One of the major obstacles to remaining wealthy, once your wealth has been acquired, may be the people you love.  There is nothing like an abundance of cash being available (and people knowing that you have it) to bring out a seemingly endless line of people who need “just a little help.”  I’m all in favor of helping those less fortunate and those you love, but I’d hardly call helping your best friend from 2nd grade (who you have haven’t seen in 25 years) start a music label anything resembling a charitable endeavor.  People are often amazed by the number and types of requests they receive from people they have known their whole life when a sudden inflow of money occurs.  Human nature is to want to help, but there has to be limits!  Helping friends and family is a good thing, until it’s so much that it’s the worst thing ever.

Spending on extravagant purchases is another way I have seen “instant millionaires” become candidates for bankruptcy in a short period of time.  Should you celebrate?  Absolutely!  But in all things, moderation.  The quickest way to lose a fortune is to spend a fortune!  There is an abundance of stories about people who have lost their fortune by spending on houses, cars, jewelry, gifts, travel, etc.  Even those with significant wealth need to have some spending discipline.  Budgeting isn’t just for “the rest of us,” it matters to millionaires too.

Another area that “helps” people lose their wealth is poor financial advice.  Unfortunately, the Bernie Madoff scandal only served to illustrate that not all people in the business of money management are honest and ethical.  The overwhelming majority of financial planners/ financial advisors are of the highest integrity.  Those who aren’t can tarnish the reputation of the industry, though.  Poor advice from tax, legal and financial professionals has been ruinous for some.  Here’s a quick article on how to choose a financial planner.  The time-honored expression “if it sounds too good to be true, it probably is” should be a starting point for evaluating advice.  I’ll address this topic in more depth in a future blog, too.

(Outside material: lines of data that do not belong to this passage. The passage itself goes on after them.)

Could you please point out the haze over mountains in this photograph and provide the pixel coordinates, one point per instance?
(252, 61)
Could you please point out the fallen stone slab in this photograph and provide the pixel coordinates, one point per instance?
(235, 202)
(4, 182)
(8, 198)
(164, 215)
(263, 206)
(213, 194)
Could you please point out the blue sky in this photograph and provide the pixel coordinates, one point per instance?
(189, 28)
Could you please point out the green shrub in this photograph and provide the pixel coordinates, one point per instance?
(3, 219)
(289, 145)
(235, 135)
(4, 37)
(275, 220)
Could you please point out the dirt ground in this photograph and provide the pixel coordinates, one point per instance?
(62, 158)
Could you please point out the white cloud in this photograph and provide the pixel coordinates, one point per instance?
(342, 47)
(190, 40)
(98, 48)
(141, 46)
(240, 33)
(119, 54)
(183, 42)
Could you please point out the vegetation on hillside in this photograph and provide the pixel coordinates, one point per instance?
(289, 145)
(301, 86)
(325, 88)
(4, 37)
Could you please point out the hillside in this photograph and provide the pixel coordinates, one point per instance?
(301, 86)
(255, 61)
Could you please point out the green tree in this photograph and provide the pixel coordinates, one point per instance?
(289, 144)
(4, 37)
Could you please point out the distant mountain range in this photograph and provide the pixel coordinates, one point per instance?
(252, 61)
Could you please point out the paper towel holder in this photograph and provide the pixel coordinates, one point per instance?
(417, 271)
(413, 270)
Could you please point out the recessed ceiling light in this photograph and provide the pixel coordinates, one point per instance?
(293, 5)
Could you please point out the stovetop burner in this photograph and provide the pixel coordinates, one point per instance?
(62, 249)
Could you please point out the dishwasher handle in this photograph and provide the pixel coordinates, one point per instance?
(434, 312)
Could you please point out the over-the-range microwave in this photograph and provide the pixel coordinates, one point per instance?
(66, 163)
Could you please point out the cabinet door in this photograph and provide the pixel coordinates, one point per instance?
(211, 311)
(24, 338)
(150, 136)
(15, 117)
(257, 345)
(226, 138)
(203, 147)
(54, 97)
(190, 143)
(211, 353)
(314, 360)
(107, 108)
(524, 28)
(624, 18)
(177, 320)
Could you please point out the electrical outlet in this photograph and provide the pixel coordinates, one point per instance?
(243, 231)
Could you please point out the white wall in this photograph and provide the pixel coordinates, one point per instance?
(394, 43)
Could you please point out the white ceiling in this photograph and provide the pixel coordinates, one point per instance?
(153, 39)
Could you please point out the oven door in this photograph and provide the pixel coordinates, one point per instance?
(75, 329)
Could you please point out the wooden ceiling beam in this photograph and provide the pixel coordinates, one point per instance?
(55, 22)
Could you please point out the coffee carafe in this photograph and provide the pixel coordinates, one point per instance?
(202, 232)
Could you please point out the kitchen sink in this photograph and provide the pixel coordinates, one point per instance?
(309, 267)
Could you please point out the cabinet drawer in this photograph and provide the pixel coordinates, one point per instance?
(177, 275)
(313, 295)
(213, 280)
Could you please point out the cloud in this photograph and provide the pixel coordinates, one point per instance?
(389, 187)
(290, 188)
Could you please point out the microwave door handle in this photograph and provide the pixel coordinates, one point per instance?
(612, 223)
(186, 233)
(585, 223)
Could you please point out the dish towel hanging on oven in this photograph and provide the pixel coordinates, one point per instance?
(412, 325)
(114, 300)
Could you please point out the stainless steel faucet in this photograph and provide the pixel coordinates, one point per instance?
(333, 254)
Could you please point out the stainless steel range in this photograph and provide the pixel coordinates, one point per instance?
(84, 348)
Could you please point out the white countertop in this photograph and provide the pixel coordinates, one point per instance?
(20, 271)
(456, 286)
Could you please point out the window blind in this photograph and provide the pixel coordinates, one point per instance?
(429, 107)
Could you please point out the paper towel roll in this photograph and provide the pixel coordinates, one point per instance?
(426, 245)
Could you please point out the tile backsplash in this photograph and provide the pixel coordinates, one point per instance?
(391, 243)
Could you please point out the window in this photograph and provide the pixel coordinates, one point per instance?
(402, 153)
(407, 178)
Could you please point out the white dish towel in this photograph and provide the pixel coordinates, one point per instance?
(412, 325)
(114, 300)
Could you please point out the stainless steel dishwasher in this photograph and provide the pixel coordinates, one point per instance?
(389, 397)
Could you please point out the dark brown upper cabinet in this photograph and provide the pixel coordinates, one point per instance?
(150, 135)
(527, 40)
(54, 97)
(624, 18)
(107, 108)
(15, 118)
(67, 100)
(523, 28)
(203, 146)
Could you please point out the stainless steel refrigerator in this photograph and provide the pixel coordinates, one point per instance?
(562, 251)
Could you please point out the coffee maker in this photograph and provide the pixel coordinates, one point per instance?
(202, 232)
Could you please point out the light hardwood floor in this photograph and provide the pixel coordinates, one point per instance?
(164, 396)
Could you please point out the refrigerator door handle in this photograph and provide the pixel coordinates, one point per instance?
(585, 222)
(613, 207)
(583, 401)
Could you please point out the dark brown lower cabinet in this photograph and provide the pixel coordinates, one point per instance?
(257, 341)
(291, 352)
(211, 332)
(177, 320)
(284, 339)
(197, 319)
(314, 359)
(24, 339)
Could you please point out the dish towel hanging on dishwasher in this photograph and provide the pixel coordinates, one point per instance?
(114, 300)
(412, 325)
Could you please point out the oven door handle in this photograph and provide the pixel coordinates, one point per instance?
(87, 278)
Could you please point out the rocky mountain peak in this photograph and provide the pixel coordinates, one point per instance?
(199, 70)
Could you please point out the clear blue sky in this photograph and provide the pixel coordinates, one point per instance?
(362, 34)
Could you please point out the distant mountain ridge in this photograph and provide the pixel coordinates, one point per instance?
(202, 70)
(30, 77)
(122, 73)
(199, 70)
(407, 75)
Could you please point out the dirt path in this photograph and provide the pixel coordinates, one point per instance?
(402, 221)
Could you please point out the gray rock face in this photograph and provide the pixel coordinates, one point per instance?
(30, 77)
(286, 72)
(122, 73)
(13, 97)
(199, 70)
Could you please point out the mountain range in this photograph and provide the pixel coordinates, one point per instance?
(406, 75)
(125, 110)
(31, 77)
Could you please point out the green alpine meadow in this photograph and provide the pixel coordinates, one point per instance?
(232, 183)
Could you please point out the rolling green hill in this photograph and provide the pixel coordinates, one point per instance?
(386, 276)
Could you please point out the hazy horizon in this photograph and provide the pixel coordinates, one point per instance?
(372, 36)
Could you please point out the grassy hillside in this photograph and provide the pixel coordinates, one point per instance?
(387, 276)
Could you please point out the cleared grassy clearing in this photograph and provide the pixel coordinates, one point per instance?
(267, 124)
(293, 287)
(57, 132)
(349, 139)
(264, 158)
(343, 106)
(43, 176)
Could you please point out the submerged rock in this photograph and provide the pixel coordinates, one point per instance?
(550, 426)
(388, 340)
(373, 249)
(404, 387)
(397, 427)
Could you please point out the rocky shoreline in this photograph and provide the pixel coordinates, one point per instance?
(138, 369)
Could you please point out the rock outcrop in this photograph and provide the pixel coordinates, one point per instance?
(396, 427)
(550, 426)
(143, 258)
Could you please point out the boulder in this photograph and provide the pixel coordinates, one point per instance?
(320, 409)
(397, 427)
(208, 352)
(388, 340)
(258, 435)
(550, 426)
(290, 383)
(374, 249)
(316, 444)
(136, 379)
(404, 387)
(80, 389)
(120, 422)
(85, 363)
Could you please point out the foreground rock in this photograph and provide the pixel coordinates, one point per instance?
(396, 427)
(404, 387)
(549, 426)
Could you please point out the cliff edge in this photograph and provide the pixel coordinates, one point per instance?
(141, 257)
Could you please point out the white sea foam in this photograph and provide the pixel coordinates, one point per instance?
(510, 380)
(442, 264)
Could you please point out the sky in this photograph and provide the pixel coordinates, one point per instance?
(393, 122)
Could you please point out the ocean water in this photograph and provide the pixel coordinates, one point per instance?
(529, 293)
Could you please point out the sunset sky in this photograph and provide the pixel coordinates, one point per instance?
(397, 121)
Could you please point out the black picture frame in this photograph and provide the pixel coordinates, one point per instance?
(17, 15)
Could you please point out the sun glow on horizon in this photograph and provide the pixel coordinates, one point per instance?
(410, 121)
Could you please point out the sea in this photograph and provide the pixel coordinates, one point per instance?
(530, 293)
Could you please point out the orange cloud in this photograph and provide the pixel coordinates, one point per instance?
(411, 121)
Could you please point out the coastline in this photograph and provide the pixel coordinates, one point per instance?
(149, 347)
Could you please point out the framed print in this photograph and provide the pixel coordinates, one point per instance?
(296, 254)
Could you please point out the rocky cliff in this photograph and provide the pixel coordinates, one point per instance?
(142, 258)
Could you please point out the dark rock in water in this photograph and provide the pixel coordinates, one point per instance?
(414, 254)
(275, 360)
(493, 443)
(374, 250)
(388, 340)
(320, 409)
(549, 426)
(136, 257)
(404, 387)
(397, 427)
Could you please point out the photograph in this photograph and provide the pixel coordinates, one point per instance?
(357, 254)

Should you, through your hard work and effort, become an “overnight success” (or if you’ve already built your wealth), beware of a few danger spots.  Your desire to help people you know and love, your “new” spending habits, and poor financial advice are the fastest ways I have seen people lose the fortune they made.  If you can successfully avoid those traps, the hard job of staying wealthy can be accomplished.